Which does not allow the user to take measures and create expectations concerning the evolutionary trajectories of the story and the characters that animate it. This is thanks to a screenplay, co-written by Hend Fakhroo, Yassmina Karajah and the director himself, which uses genetic mutation as the modus operandi to make developments and conclusions unpredictable.
On the other hand, the narrative and dramaturgical material, as well as the plots with which it is woven, take on overly cerebral contours that escape a bit from the authors of the script and by extension from its transposition. The outcome, the fact that it is only partially successful, therefore depends on these ups and downs of lucidity in the choices and in the discontinuity in the way of making them operational and functional to the story. It is therefore all a question of balance that is lacking between positive and negative notes, with the latter prevailing over the former, influencing the fate of the film.
The Sand Castle Movie Analysis:
The Sand Castle revolves around a seemingly bourgeois family, composed of Yasmine and Nabil and their two children, Adam and Jana, lost on a desert island. As a home, they have comfortably adapted an old and colorful lighthouse that towers over the southern peak of the heavenly strip of land and every day they try to get in touch with the outside world through an old radio transmitter, confident that the light of their temporary refuge can do the rest.

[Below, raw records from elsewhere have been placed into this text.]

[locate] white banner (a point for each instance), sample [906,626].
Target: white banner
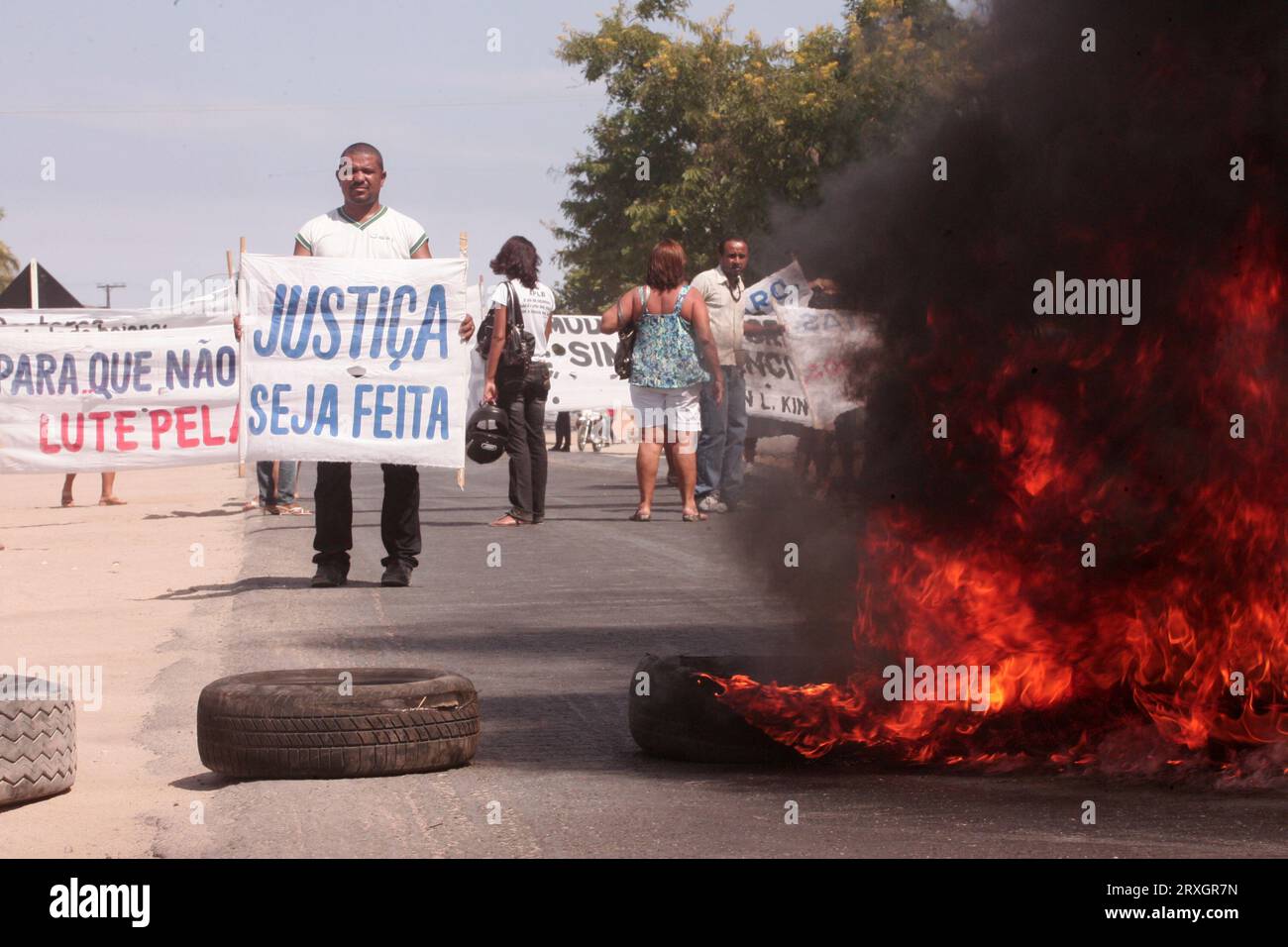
[773,382]
[89,401]
[820,342]
[211,309]
[583,359]
[356,360]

The problem is that they seem to have been there for several days now and no one has yet come to rescue them. Furthermore, it is not known, except in the Cesarini zone, what unfortunate events have brought them to an earthly paradise destined to transform, with the passing of the minutes, into a hell in the middle of the sea.

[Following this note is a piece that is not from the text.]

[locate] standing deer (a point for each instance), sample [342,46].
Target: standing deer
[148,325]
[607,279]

And it is here that the waltz of genres takes place, on which the narrative architecture of a chameleon-like film is based, taking on different guises along the timeline before assuming its definitive form. Thus, we move from family drama to the classic survivor movie, from the supernatural in which the uncanny takes shape with an alien force that alters the nature of what is known to horror with and without presence, before leaving the baton to metaphor once and for all.
The aesthetic-formal packaging and the performances, starting with that of Nadine Labaki, are the strong points of the film
Everything takes shape and substance on the screen thanks to the work in front of and behind the camera. In front of it, four interpreters give body and intensity to the changing emotions of their respective characters. Among these, the most high-sounding name in the cast available to Brown stands out, namely Nadine Labaki.

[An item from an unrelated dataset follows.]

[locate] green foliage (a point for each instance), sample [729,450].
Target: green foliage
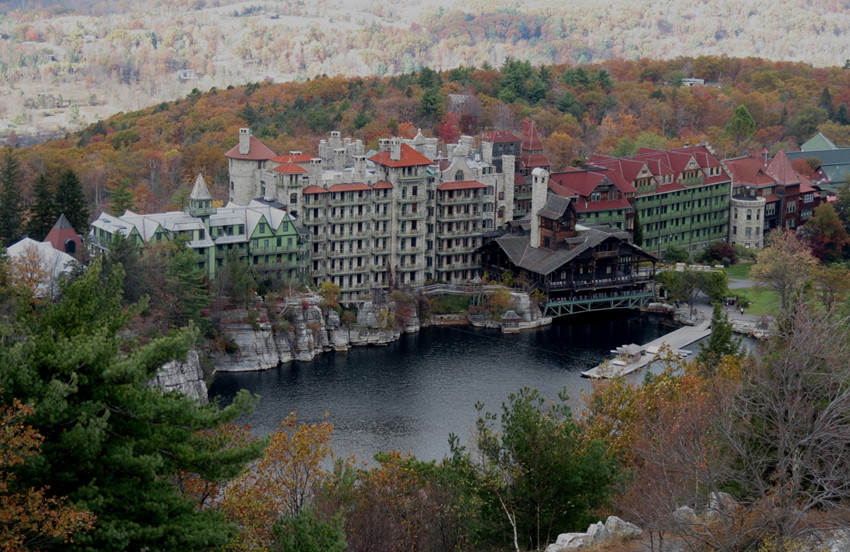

The Lebanese actress and director put all her immense talent and stage presence at the service of the work and the figure of the mother entrusted to her, offering the audience another extraordinary and moving interpretation capable of leaving its mark as it did in its time for Caramel or Capernaum - Chaos and Miracles. She is the terminal of an acting that allows the film to touch different chords.
The rest is taken care of by the packaging that shows off great formal care and notable directorial experimentation. The American filmmaker, with the complicity of the director of photography Jeremy Snell, brings to the screen a series of shots and technical solutions with a strong visual impact that allow the images to attract the viewer's eye.
The Sand Castle: evaluation and conclusion
The first work by Matty Brown, known among industry insiders for his long apprenticeship on short distances, is characterized by a series of ups and downs that make it discontinuous. The main culprit is a screenplay that on the one hand proposes an interesting and unpredictable genetic mutation that travels between the earthly, the supernatural and the metaphorical, on the other hand, the lack of balance and the artificial mechanics that accompany the passages of tone and genres weakens its effectiveness.
However, the excellent direction, the formal care and the photographic impact of the images take care of allowing The Sand Castle to keep the viewer close, to whom the film also gives another great performance by an extraordinary and intense Nadine Labaki.